На этом заседание закончилось – собравшиеся бесшумно ретировались.
3
Еще никогда Карен не видела Элджин таким прекрасным, как сейчас: дни стояли ясные, всюду кружила листва. Ей нравилось смотреть ранним утром в окно и наблюдать, как детвора идет в школу, а вечером возвращается домой, прижимая к себе газеты, чтобы передать их потом своим матерям. Она не помнила, чтобы когда-нибудь раньше была так счастлива, но радость ее всякий раз омрачалась, когда она вспоминала, каково сейчас Барни. Однако же мысли о том, что происходит у нее внутри, заставляли ее забыть про мимолетные угрызения совести.

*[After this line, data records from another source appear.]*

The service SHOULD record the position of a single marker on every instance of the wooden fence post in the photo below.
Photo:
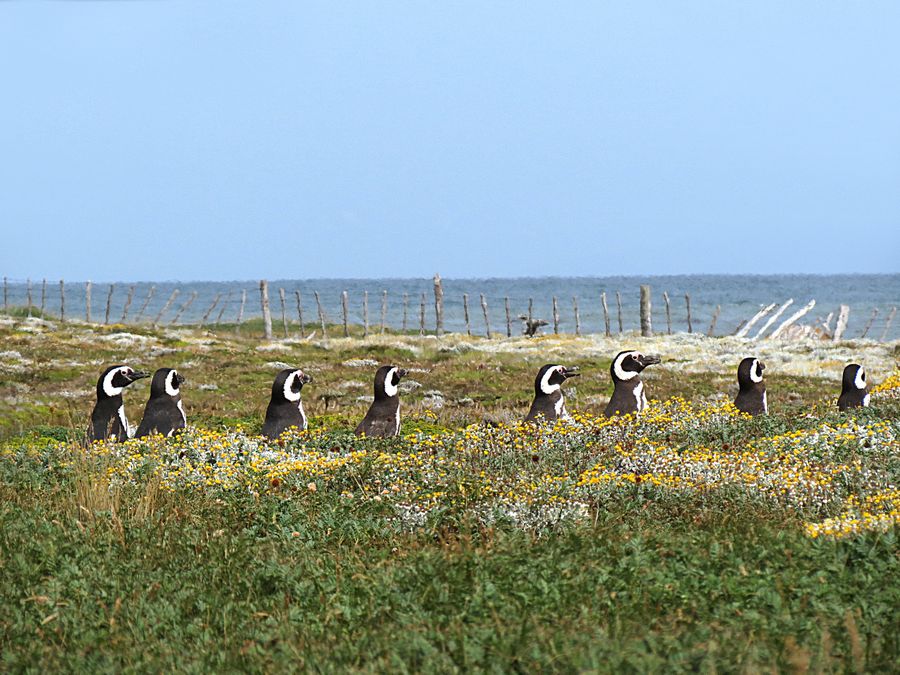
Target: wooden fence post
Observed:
(687, 302)
(605, 313)
(283, 311)
(712, 324)
(869, 325)
(646, 317)
(108, 303)
(344, 311)
(668, 314)
(183, 308)
(146, 302)
(438, 305)
(487, 323)
(466, 313)
(127, 304)
(508, 319)
(555, 317)
(619, 308)
(577, 317)
(299, 312)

Как-то вечером, в середине сентября, сидя с Майрой за кункеном
[37], Карен все никак не могла сосредоточиться на игре: она перебирала в голове различные сочетания имен, приходившие ей на ум. И вдруг, когда она начала комбинировать имена Джастин и Жюстина с фамилией Старк, она ощутила резкий толчок и удивленно вскрикнула.

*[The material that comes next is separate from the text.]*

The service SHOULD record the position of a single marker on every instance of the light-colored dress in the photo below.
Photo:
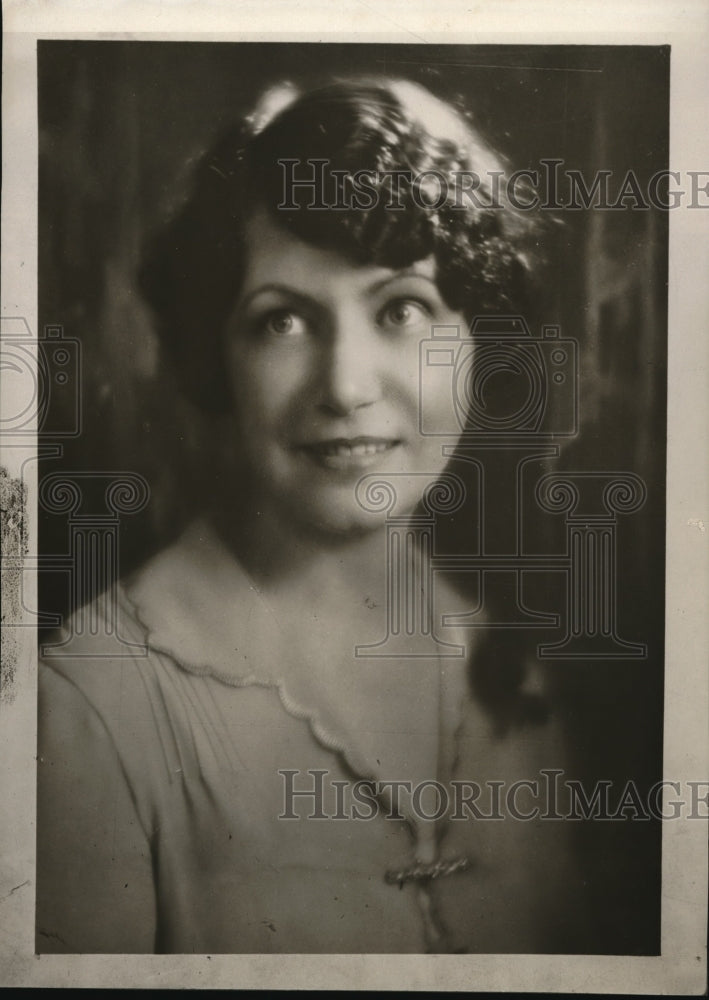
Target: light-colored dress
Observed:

– Что с тобой? – воскликнула Майра.
– Просто я почувствовала… ох! И вот опять!
Барни, находившийся в это время на кухне, прибежал с хлебным ножом в руке, словно собираясь дать отпор незваному гостю.
– Что случилось? Ты в порядке?
– Шевельнулось. Я как раз думала про имена Джастин и Жюстина… и тут вдруг шевельнулось.
Она заметила в его глазах недоверие.
– Что шевельнулось?
– Младенец. Я перебирала в уме имена.
– Тьфу ты, черт! – Он швырнул нож на пол. – Ты напугала меня своим криком. Ты ведь и раньше чувствовала, как он шевелится.
– Только не так, как сейчас. Вот, приложи руку…
– Нет уж, спасибо.
Барни рухнул на диван и прикрыл лицо рукой.
Карен злилась на себя за то, что попросила его разделить с ней свое необыкновенное ощущение. Она вспомнила, что Барни и знать ничего не хотел об этом, словно, закрывая глаза на растущего, шевелящегося младенца, он пытался вычеркнуть его из своей жизни.
– Я все забываю, ты ведь просил не говорить тебе об этом… Только держать это постоянно в голове нелегко…
Ей не хотелось плакать, но на глаза у нее навернулись слезы.
– Прости! – сказал Барни. – У меня опять голова раскалывается, черт бы ее побрал. Я не хотел тебя обидеть. С моей работой что-то происходит, а что – никак не пойму, и это меня беспокоит. Кажется, все закончено – ан нет, не тут-то было. Уже почти неделю спускаюсь в мастерскую, все смотрю – и ничего не понимаю.
– Почему бы тебе не показать нам? – полюбопытствовала Майра, явно стараясь отвлечь их от разговора о младенце.
– Только когда закончу, не раньше, – отрезал Барни.